The Genealogical World of Phylogenetic Networks: Open questions about evolutionary networks, part 3

There are a number of issues that have been of interest to the phylogenetics community with regard to the construction of evolutionary trees that have not yet been addressed for evolutionary networks. These can be considered to be "open questions" — ones that need widespread discussion at some stage, either by biologists or by computational scientists (or both). This blog post finishes my list of some of these topics (see Part 1 and Part 2).

Robustness of branch/reticulation estimates

It is de rigueur in the world of phylogenetic tree building to pepper the tree branches with bootstrap values or posterior probabilities, or frequently both, especially if these estimates are >50%. On the other hand, these values are almost never seen in the world of phylogenetic networks.

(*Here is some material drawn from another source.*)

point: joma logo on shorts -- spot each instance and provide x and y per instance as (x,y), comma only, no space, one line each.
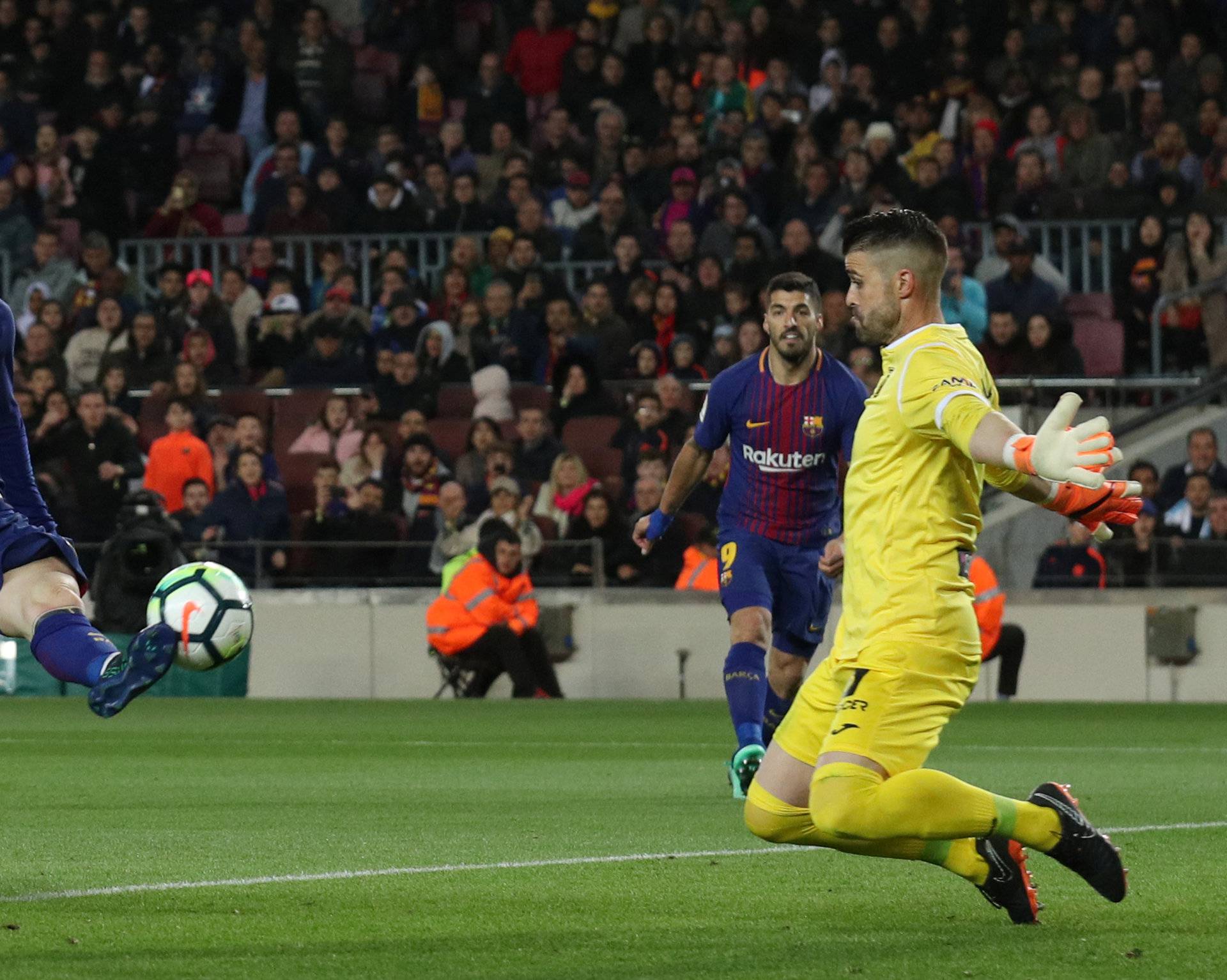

If there is a direct link between the network and some character-state data, then bootstrap values can be calculated for a network in the same manner as for a tree — one simply builds many networks from the re-sampled character data. However, this procedure may not be quite as computationally feasible, if the network method does not have a practical computational running time.

Moreover, this procedure is not necessarily straightforward for other types of data from which we might build a network. For example, if we are building a network by minimizing the number of reticulations needed to reconcile a set of conflicting trees, the application of the bootstrap has not yet been evaluated. The computational focus to date has been on the optimization problem, not on the re-sampling problem. And, of course, in the absence of a likelihood model for reticulation events, posterior probabilities cannot be calculated at all.

So, this is another area where the lack of methods commonly associated with tree building seems to be a handicap for the widespread acceptance of network-based methodology.

Can biologists correctly interpret networks?

I have used this quote in an earlier blog post, but it is relevant again here. Baum and Smith (2012, Tree Thinking: An Introduction to Phylogenetic Biology) have noted the following:

"We do not know why it should be so, but we have learned from working with thousands of students that, without contrary training, people tend to have a one-dimensional and progressive view of evolution. We tend to tell evolution as a story with a beginning, a middle, and an end. Against that backdrop, phylogenetic trees are challenging; they are not linear but branching and fractal, with one beginning and many equally valid ends. Tree thinking is, in short, counterintuitive."

This is a well-studied problem. For example, there have been a number of studies of students taking introductory biology courses at tertiary institutions (mostly in the U.S.A.), aimed at identifying the "major misconceptions" entertained by these students. Certain basic problems are discussed by almost all of the authors concerned (both inside and outside the USA). I have written more extensively on this topic in a post at the Scientopia blog (Ambiguity in phylogenies), which you can read if you are unfamiliar with the current state of affairs. That blog post lists most of the important issues as well as the available literature.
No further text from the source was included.